Gachas, que está vaguza, se limitará hoy a dejar hablar a las imágenes, que son las principales portavoces de este siglo XXI que nos está matando de a poquito.

Van aquí tres fotos inenarrables tomadas en Mérida y cedidas por la generosa Miss Lejana y Sola. Chavales, lo podéis hacer todos desde casa.

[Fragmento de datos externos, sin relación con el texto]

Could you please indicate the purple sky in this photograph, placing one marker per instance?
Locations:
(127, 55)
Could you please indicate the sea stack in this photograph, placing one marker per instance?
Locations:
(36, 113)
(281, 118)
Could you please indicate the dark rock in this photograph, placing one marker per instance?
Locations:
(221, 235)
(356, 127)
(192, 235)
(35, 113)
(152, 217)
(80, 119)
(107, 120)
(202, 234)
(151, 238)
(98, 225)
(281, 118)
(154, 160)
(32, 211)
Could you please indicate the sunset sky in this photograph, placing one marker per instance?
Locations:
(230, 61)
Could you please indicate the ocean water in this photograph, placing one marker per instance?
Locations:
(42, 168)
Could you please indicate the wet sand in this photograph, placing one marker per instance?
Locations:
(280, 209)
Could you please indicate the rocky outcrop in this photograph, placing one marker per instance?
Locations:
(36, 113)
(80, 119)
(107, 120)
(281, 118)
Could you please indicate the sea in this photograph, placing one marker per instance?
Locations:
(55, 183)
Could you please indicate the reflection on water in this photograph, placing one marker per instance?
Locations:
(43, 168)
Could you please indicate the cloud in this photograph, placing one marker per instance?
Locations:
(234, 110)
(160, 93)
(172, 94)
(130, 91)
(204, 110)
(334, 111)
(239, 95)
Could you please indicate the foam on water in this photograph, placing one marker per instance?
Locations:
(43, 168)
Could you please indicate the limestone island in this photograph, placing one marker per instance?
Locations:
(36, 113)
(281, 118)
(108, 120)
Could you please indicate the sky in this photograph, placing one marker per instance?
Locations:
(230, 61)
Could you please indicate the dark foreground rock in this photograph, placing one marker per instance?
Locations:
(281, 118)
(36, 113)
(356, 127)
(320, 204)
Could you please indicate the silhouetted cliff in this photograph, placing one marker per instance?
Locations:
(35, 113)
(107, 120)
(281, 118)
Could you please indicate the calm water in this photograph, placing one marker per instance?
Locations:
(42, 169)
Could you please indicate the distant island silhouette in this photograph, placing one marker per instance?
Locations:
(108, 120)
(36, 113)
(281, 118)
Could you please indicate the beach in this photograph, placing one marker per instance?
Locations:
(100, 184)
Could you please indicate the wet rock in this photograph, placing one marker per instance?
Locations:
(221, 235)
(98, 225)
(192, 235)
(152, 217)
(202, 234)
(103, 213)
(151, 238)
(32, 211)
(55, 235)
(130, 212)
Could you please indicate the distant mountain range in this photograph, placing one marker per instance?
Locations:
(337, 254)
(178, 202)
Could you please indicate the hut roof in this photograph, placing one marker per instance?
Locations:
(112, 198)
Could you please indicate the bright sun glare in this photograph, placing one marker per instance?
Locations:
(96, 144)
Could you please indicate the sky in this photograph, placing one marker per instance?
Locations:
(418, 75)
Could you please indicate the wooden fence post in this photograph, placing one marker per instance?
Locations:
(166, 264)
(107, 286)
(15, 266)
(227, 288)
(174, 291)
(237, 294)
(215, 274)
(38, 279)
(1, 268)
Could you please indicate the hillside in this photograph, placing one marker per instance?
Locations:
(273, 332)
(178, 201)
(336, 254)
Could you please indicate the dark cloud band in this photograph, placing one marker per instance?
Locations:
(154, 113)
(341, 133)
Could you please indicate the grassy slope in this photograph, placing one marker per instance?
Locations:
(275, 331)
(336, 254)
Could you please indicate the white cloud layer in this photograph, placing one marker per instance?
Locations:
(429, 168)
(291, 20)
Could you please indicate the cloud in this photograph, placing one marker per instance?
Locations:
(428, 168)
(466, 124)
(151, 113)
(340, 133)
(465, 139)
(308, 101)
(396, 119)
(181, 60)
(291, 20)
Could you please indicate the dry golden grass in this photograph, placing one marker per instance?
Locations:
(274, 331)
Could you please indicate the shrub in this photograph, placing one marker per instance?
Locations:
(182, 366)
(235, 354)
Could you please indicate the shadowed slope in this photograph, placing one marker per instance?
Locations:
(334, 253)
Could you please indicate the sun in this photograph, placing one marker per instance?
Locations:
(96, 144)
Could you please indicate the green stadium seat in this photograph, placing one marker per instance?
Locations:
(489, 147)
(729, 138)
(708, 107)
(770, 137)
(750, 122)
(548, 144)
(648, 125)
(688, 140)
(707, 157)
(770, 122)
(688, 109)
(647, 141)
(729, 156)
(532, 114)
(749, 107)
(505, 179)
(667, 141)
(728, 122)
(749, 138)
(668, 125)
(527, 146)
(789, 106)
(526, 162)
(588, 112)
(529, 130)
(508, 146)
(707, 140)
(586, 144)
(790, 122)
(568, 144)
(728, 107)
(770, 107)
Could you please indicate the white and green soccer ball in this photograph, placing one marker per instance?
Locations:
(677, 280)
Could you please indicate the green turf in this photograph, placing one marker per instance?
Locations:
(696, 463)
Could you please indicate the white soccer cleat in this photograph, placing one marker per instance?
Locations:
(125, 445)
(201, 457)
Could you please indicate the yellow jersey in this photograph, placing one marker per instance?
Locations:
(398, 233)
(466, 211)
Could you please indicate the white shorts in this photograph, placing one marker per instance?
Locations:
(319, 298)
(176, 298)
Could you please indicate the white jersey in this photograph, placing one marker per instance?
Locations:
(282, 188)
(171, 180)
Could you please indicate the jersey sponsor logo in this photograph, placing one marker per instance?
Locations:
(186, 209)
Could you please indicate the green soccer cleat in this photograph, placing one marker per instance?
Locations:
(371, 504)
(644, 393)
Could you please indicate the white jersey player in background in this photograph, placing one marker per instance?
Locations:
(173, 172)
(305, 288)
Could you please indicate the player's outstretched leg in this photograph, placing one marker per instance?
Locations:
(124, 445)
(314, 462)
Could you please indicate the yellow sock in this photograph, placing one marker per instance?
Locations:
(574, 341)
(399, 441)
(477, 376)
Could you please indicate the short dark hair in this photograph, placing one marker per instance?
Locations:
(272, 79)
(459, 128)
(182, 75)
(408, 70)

sábado, septiembre 13, 2008

Cachas at Tiffany´s (II)

Gachas, con una fuerza de voluntad impropia de la generación vaguza a la que pertenece, sigue yendo a Pilates con alegría. El otro día incluso fue a una clase extra en la que en vez de monitora, había monitor.
La diferencia básica entre monitoras y monitores de Pilates está en que ellas dicen culete y ombliguín y ellos trasero y ombligo. La alusión al culo es frecuente en las clases de Pilates. Es más, es prácticamente imposible no mencionarlo durante la hora que dura la lección, así es que, desde el principio, Gachas se mantuvo atenta a su profesor que calzaba zapatos como de Julio Iglesias (entre zapatilla de piel y zapato así blandito de cordones para llevar sin calcetines en Puerto Banús), a ver en qué momento se veía obligado a soltar uno u otro sinónimos de culo. A veces, para esquivar esta terrrible palabra malsonantísima, los monitores y gentes del mundo del ejercicio dicen "glúteos", pero todos sabemos que esa es una manera escaqueante de referirse a lo que es el culo en sí. El monitor vespertino dijo con tranquilidad "trasero" cuando tuvo que hacerlo, y todos tan contentos.